HES’lerin enerji üretiminin ana kaynağı su olduğundan üretim maliyeti çok ucuzdur. Ayrıca hava kirliliği yaratmazlar. Lakin HES’lerin inşa ve işletme süreçleri doğaya ve canlılara çok büyük zararlar verir ve çoğunlukla bunların geri dönüşü mümkün olmaz.

Yenilenebilir enerjinin sürdürülebilir olması için yapılan yatırımların çevresel ve sosyoekonomik etkilerinin boyutu, enerji üretimi faydası üzerine çıkmamalıdır. Hidroelektrik yatırımların da öncelikle sürdürülebilir olması gerekiyor (2).

Sahip olduğumuz kaynaklar gelecek kuşakların (tüm canlılar) da hakkıdır. Dünyayı yaşanabilir bırakmak ise bizim en büyük sorumluluğumuzdur. Peki, HES’ler ile hayat nasıl azalıyor? En basit anlatım ile kaynağından alınan su denize ulaşana dek borularla taşınıyor. Suyun yüzde 10’u (çoğu zaman daha azı) can suyu adıyla yatağına bırakılıyor. Kimi zaman bu yüzde 10’luk can suyu bile bırakılmıyor.

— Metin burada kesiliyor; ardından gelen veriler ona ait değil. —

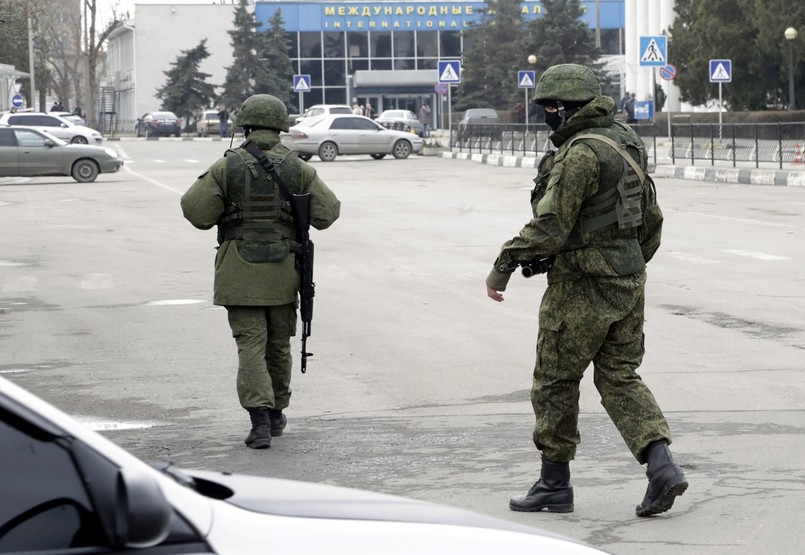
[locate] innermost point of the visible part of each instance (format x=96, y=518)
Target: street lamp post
x=790, y=35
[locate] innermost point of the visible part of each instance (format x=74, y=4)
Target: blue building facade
x=386, y=53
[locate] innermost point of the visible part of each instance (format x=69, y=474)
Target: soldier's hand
x=494, y=295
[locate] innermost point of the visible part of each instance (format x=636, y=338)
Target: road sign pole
x=720, y=110
x=450, y=115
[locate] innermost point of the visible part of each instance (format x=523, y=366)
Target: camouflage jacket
x=565, y=180
x=238, y=282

HES’lerin yıllık üretimleri, kaynağa gelen su miktarı ile doğru orantılıdır. Kuraklıklar nedeniyle azalan yağış oranları HES’lerin üretimini de düşürüyor. Hatta şiddetli kuraklık zamanlarında HES’lerden elektrik üretilememesi dahi söz konusu olabilir. Ayrıca yağışların azalmasını etkileyen bir diğer unsur da kesilen ağaçlardır. İklim değişikliği ile de 2,5 – 3,5 derece artması öngörülen sıcaklıkların yağışları yüzde 25-35 oranında azaltacağı tahmin ediliyor. HES’ler inşa edilirken ileride karşılaşılabilecek kuraklık sorunları da hesaba katılmalıdır.

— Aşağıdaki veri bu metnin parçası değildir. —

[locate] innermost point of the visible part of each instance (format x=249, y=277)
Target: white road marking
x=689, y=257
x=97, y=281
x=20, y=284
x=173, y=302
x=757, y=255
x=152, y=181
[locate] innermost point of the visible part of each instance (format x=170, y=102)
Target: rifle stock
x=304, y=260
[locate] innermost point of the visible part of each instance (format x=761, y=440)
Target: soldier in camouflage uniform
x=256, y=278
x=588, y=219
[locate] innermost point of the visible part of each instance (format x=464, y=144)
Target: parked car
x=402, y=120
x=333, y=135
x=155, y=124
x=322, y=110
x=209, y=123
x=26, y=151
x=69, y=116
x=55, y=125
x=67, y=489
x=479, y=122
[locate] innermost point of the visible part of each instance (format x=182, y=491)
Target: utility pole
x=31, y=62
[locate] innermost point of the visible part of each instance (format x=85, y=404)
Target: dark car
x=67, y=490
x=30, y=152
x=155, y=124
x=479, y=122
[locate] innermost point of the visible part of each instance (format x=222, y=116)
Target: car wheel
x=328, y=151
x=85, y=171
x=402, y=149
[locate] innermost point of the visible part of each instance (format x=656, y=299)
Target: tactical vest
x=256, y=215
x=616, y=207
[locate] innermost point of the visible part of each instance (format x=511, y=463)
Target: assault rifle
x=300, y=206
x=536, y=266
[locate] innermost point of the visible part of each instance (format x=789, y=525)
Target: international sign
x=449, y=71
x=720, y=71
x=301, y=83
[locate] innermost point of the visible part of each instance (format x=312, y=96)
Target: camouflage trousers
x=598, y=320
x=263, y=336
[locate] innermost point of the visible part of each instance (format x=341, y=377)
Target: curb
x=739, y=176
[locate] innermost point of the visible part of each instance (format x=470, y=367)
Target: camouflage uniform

Kapitalizmin yeni oyuncağı: Su - Maşası: HES

Falkenmark’ın adıyla anılan indekste, kişi başına düşen yıllık su miktarında eşik değer 1700 metreküp olarak belirlendi. Bir ülkedeki su miktarı bu değerin altına düştüğünde, su sıkıntısının başlayacağı ifade ediliyor. Eşik değer, bin metreküpün altına indiğinde, o ülkenin su kıtlığı ile karşı karşıya kalacağı; 500 metreküpün altına düştüğünde ise kronik su kıtlığı yaşanacağı belirtiliyor. Falkenmark İndeksi’ne göre 2013 yılında Türkiye’de kişi başına düşen su miktarı 1600 metreküp. Bu rakam uyarınca, günümüzde Türkiye’de su sıkıntısı yaşandığı söylenebilir. 2023 yılında Türkiye nüfusunun 100 milyona ulaşacağı öngörülüyor. Yapılan hesaplamalara göre 2023’te kişi başına düşen su miktarı 1125 metreküpe inecek ve Türkiye, su kıtlığı yaşayacak (3). Başta sıcaklık, yağış ve akış olmak üzere iklim şartlarındaki değişimlere duyarlı bir enerji türü olan hidroelektrik enerjinin, suyu tükenmek üzere olan Türkiye’de dikkatli bir planlamayla ele alınması gerekiyor (4).

Artan göç sorunu

Köylü toprağı ile geçinir. Ektiğini yer, paylaşır ve satar. Su can verir toprağa. Su dağdan gelir; su faturası ödemez. HES’ler ile birlikte köle olmuş bir köylü doğar. Kimileri göç etmek zorunda kalır. Göç eden köylünün elinde artık ne suyu ne toprağı vardır. Göç edenleri ise şehirlerde bambaşka zorlukları içeren yeni bir dünya bekler (5).

Baraj sahasında yaşayan insanlar, inşaatın başlamasıyla birlikte başka alanlara göç etmekte ve bu bölgeler önemli sosyo-ekonomik sorunların parçası olmaktadır. Barajdan etkilenen topluluklar çoğunlukla kentsel alanlara taşınmakta ve taşındıkları bölgedeki yaşam koşullarına uyum sağlamakta zorluk çekmektedir. Göçe mecbur kalan nüfusa ödenmesi gereken kamulaştırma bedeli ise çoğu zaman ödenmemekte veya yeterli olmamaktadır (6).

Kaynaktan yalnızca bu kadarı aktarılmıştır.